Affecting more than 51 million Americans, chronic pain is more common than other long-term conditions such as depression and diabetes.
While progress is being made in developing non-opioid therapeutics, much of the treatment is focused on pain management.
Researchers from Johns Hopkins Medicine, however, believe there’s a non-invasive treatment for chronic pain that can not just alleviate it short-term but potentially can make the relief permanent.
In a review of 381 randomized clinical trials, the team found that scrambler therapy – which delivers electrical stimulation via electrodes to areas surrounding the source of chronic pain – could offer significant relief in 80-90% of patients. And it may be more effective than transcutaneous electrical nerve stimulation (TENS), which similarly uses electrical stimulation via electrodes, but directs the currents at the pain nerves.
"Scrambler therapy is the most exciting development I have seen in years – it's effective, it's noninvasive, it reduces opioid use substantially and it can be permanent,” said lead author Dr. Thomas Smith, professor of oncology and medicine at the Johns Hopkins University School of Medicine.
Scrambler therapy aims to capture the nerve endings from damaged nerves, also the source of the pain, and replace the pain signals with ones from neighboring nerves, essentially ‘scrambling’ the information that reaches the brain.

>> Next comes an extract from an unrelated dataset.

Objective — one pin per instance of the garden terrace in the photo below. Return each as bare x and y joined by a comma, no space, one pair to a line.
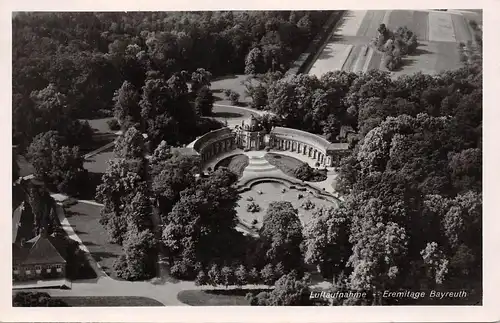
305,143
213,143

Blocking this established signal transmission can undo the communication from damaged nerves to the brain that has led to the condition becoming chronic.
"If you can block the ascending pain impulses and enhance the inhibitory system, you can potentially reset the brain so it doesn't feel chronic pain nearly as badly," said Dr. Smith. "It's like pressing Control-Alt-Delete about a billion times.”
With three to 12 half-hour sessions, patients experienced “really substantial relief that can often be permanent," according Smith, also a physician who treats chronic pain.
The researchers hope for more studies into the benefits of scrambler therapy, which was approved for use by the Food and Drug Administration in 2009.
The study was published in The New England Journal of Medicine.